We like to keep things simple here at Rapleaf. One small tweak we made right after we installed hadoop was to alias 'hadoop dfs' to 'hdfs'. It rolls off the fingers nicely. We are also constantly typing 'hdfs -ls this' or 'hdfs -du that'. If we are not sure what this/that is, we type 'hdfs -ls /this/what', then 'hdfs -ls /this/what/ever', followed by a copy and paste or two. Thanks to our recent HackLeaf day and Nathan’s great idea, we no longer have to go through all of that. Just type 'hdfs -ls [tab]' and it works just like bash command-line completion.

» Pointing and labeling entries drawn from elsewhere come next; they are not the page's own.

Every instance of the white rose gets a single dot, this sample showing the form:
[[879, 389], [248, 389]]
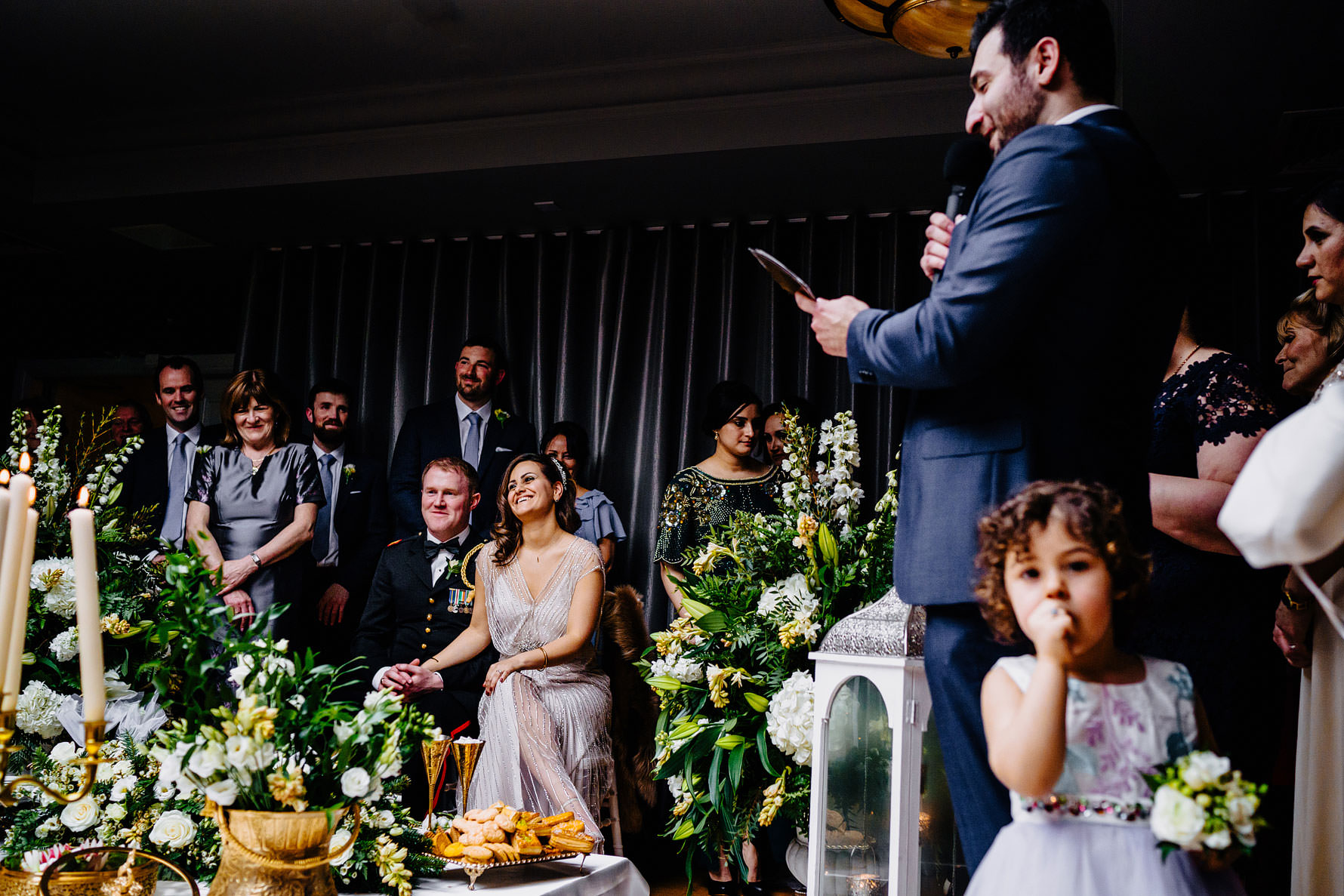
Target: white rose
[[339, 840], [63, 753], [223, 792], [1204, 768], [354, 784], [174, 829], [81, 814], [1176, 818]]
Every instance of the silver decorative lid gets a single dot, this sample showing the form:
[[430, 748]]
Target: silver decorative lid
[[887, 627]]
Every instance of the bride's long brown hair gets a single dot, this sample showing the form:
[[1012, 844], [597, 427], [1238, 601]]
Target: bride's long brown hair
[[508, 528]]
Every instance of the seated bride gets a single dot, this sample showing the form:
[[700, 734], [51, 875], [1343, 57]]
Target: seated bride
[[546, 708]]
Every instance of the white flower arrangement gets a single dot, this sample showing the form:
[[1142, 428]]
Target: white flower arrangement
[[789, 718]]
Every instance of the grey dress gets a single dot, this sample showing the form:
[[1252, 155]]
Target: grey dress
[[246, 511]]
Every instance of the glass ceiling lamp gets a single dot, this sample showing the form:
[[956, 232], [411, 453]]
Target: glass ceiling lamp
[[939, 29]]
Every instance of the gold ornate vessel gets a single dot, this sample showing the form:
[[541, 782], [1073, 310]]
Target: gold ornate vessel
[[79, 883], [265, 853]]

This was easy to implement once I found the programmable completion tool by Ian Macdonald. I just added the following section to bash_completion:
#
have hadoop &&
_hdfs()
{
local cur prev
COMPREPLY=()
cur=${COMP_WORDS[COMP_CWORD]}
prev=${COMP_WORDS[COMP_CWORD-1]}
if [[ "$prev" == hdfs ]]; then
COMPREPLY=( $( compgen -W '-ls -lsr -du -dus -count -mv -cp -rm \
-rmr -expunge -put -copyFromLocal -moveToLocal -mkdir -setrep \
-touchz -test -stat -tail -chmod -chown -chgrp -help' -- $cur ) )
fi
if [[ "$prev" == -ls ]] || [[ "$prev" == -lsr ]] || \
[[ "$prev" == -du ]] || [[ "$prev" == -dus ]] || \
[[ "$prev" == -cat ]] || [[ "$prev" == -mkdir ]] || \
[[ "$prev" == -put ]] || [[ "$prev" == -rm ]] || \
[[ "$prev" == -rmr ]] || [[ "$prev" == -tail ]] || \
[[ "$prev" == -cp ]]; then
if [[ -z "$cur" ]]; then
COMPREPLY=( $( compgen -W "$( hdfs -ls / 2>-|grep -v ^Found|awk '{print $8}' )" -- "$cur" ) )

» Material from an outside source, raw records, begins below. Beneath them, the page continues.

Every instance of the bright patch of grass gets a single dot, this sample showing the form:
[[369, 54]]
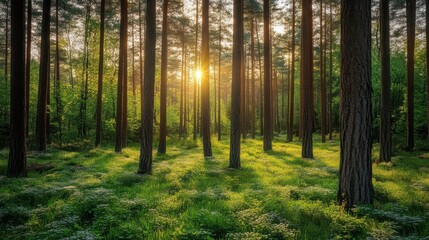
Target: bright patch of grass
[[96, 194]]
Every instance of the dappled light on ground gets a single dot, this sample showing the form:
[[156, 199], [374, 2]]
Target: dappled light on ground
[[275, 195]]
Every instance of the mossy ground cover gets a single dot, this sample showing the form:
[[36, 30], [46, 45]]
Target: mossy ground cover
[[96, 194]]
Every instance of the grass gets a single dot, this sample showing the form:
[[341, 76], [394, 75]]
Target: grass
[[97, 194]]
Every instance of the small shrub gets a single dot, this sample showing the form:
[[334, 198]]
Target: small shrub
[[14, 215]]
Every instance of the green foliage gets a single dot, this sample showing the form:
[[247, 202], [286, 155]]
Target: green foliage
[[96, 194]]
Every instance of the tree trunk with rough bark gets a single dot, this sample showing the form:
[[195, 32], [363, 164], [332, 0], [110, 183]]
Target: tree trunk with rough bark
[[267, 78], [205, 81], [411, 38], [307, 79], [17, 162], [162, 147], [385, 123], [237, 48], [355, 176], [145, 165], [42, 102], [100, 76]]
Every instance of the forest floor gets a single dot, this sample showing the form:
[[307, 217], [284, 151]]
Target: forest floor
[[276, 195]]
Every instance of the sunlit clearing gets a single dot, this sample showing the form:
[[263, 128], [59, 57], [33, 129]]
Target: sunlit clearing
[[279, 29], [198, 76]]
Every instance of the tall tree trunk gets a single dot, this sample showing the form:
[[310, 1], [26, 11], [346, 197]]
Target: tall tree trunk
[[6, 58], [145, 165], [219, 122], [261, 104], [100, 76], [17, 152], [122, 82], [322, 79], [355, 177], [307, 79], [196, 72], [411, 36], [6, 52], [133, 77], [331, 115], [427, 63], [163, 97], [267, 78], [205, 81], [141, 57], [185, 99], [41, 123], [125, 85], [28, 66], [252, 55], [237, 54], [181, 114], [57, 82], [85, 74], [385, 125], [243, 91]]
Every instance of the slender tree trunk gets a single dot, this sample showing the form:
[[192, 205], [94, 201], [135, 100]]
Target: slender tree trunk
[[219, 122], [28, 66], [121, 77], [331, 80], [6, 52], [100, 76], [322, 79], [125, 84], [145, 165], [133, 78], [6, 58], [237, 49], [267, 78], [185, 82], [252, 54], [355, 177], [205, 81], [261, 104], [141, 57], [427, 62], [41, 125], [163, 97], [196, 71], [57, 75], [385, 125], [411, 35], [17, 152], [85, 75], [307, 79], [181, 115], [243, 91]]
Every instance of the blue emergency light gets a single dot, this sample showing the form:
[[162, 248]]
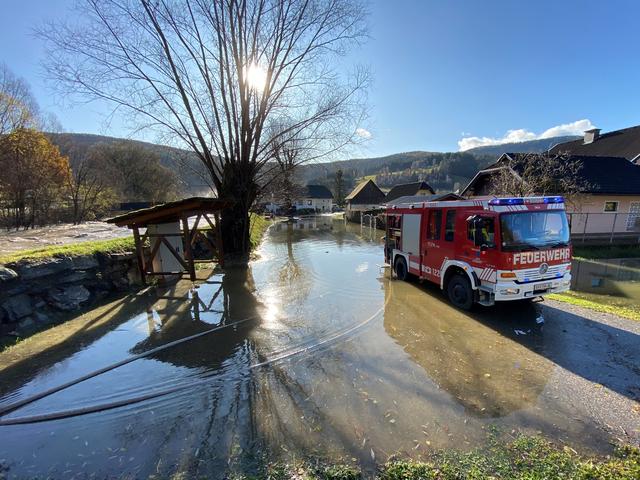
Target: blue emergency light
[[521, 201], [557, 199], [506, 201]]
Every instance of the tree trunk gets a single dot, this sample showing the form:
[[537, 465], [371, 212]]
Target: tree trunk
[[235, 219]]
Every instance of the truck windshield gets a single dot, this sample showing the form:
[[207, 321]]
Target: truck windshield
[[534, 230]]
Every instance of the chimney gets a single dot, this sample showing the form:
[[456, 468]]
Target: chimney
[[591, 136]]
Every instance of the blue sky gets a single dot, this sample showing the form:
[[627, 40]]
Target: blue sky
[[444, 70]]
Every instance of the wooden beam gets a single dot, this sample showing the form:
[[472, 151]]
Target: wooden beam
[[187, 249], [194, 230], [218, 231], [174, 253], [154, 251], [140, 255]]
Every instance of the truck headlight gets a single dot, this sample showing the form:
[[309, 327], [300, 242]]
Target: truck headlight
[[510, 291]]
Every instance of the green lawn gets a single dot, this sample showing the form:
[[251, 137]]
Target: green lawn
[[259, 225], [621, 306], [524, 458], [610, 251], [116, 245]]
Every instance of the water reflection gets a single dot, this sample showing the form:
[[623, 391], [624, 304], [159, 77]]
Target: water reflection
[[319, 353], [489, 374], [617, 277]]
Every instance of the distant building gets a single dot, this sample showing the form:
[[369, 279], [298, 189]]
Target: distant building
[[619, 143], [366, 196], [407, 189], [442, 197], [608, 203], [315, 197]]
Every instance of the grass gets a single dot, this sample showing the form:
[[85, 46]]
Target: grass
[[611, 251], [621, 306], [525, 457], [259, 225], [116, 245]]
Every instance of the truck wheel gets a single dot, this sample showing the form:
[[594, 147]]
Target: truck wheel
[[401, 269], [459, 292]]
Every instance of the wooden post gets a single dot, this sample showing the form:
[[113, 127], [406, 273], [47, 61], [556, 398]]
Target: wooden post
[[218, 230], [140, 255], [187, 248]]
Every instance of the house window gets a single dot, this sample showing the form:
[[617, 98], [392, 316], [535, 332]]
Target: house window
[[435, 223], [449, 226]]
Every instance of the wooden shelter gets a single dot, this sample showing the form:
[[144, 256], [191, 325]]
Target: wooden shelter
[[175, 214]]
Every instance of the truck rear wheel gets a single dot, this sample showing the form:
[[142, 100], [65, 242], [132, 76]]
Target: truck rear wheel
[[401, 269], [459, 292]]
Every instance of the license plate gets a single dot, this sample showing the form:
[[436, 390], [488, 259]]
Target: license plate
[[542, 286]]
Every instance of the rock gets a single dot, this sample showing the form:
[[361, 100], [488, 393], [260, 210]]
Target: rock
[[30, 270], [7, 274], [69, 298], [26, 322], [75, 277], [86, 262], [42, 318], [18, 307], [119, 257]]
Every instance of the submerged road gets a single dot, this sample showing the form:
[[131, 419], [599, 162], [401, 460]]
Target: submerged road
[[312, 350]]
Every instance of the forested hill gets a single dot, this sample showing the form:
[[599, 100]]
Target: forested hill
[[185, 164], [445, 172], [532, 146]]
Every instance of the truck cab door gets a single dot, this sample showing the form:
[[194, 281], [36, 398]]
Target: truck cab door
[[433, 248]]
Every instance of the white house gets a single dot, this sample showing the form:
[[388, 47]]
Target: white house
[[315, 197]]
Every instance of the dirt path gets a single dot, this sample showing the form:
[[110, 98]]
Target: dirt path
[[15, 241]]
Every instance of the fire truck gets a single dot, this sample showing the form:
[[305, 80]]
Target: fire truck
[[482, 250]]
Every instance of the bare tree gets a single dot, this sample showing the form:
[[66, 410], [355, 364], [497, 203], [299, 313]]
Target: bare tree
[[18, 108], [87, 188], [528, 174], [215, 75]]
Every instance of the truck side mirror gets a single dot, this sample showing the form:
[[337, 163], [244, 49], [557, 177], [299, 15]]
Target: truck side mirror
[[478, 241]]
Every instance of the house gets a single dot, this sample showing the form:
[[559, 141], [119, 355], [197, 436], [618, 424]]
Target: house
[[407, 189], [619, 143], [442, 197], [315, 197], [607, 206], [366, 196]]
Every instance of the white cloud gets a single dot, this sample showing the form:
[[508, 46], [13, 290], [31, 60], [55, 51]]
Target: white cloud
[[522, 135], [363, 133]]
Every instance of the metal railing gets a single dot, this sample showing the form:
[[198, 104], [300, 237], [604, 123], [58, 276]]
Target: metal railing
[[605, 227]]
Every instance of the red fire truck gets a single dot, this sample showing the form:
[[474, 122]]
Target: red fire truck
[[482, 250]]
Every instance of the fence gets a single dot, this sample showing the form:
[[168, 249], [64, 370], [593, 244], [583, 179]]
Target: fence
[[605, 228]]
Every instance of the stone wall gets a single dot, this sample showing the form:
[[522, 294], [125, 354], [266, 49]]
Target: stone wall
[[38, 293]]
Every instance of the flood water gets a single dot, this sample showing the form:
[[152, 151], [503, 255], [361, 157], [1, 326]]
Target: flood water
[[318, 352]]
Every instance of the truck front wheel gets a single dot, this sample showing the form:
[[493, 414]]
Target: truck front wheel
[[401, 268], [459, 292]]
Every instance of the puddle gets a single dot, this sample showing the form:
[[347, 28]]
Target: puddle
[[312, 350]]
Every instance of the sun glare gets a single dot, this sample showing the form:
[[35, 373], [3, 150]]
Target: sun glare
[[256, 77]]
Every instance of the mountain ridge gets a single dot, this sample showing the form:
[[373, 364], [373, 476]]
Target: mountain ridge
[[444, 171]]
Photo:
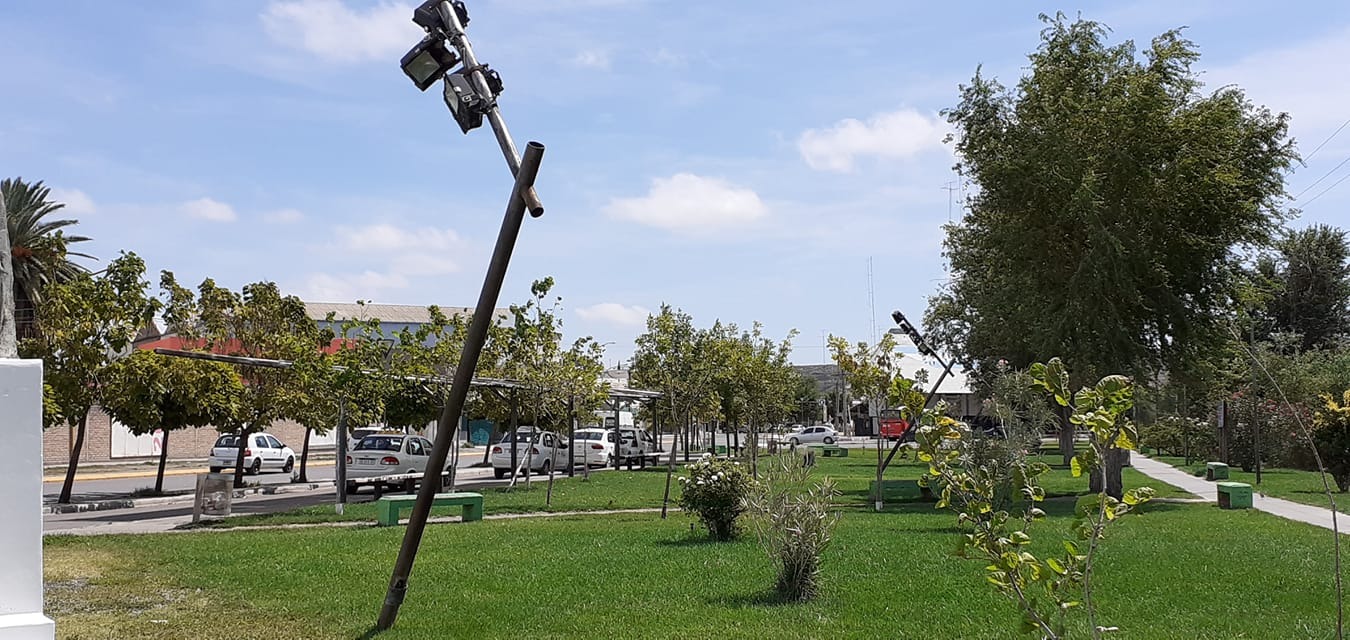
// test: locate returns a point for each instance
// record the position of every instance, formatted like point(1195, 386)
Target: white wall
point(20, 502)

elif [[ `echo $cur | grep \/$` ]]; then
COMPREPLY=( $( compgen -W "$( hdfs -ls $cur 2>-|grep -v ^Found|awk '{print $8}' )" -- "$cur" ) )
else
COMPREPLY=( $( compgen -W "$( hdfs -ls $cur* 2>-|grep -v ^Found|awk '{print $8}' )" -- "$cur" ) )
fi
fi
} &&
complete -F _hdfs hdfs
I’m sure there are some ways to make the code more elegant, but it is called HackLeaf, after all. This bit of code builds on top of other functions in the script, but the basic idea is pretty simple. cur contains the current word you are typing, so this would be a partial command or partial path. prev contains the previous word. If the previous word is hdfs, then we present the user with valid arguments to hdfs. If the previous word is -ls (or any other command where you want a path/file), then present the user with the possibilities for that path or partial path. HDFS defaults to the user’s home directory if no path is provided, so we override that by presenting the user with the possibilities under “/”. Finally, COMPREPLY returns the possibilities to the user on the command-line.
Be sure to check out some of the other features of bash_completion, particularly ssh and chkconfig.

4 Comments
I never considered how much time I waste typing complete hadoop commands until seeing this. Now, I can only image how much time I’ll save!
Grabbing this immediately! Thanks for sharing!
Thanks for the great tip! It is something I’ve always wished for, but never managed to put together.
One thing I noticed: it appears your blog software might have eaten an ampersand because the lines like the following:
Seem to need 2>&- (2>ampersand-) to properly close stderr. Without the ampersand the shell seems gets confused (at least in my case on ubuntu 9.04 running bash 3.2.48(1)
I was shortcutting things as:
hals
hacat
harm (actually I was too chicken to make this one)
But your approach is way cooler.
@Drew: I don’t think the blog ate my ‘&’, but you’re right. The proper way to close STDERR is 2>&-. You could also do 2> /dev/null. We’re running CentOS and 2>- works, but I’m not sure why. Good catch!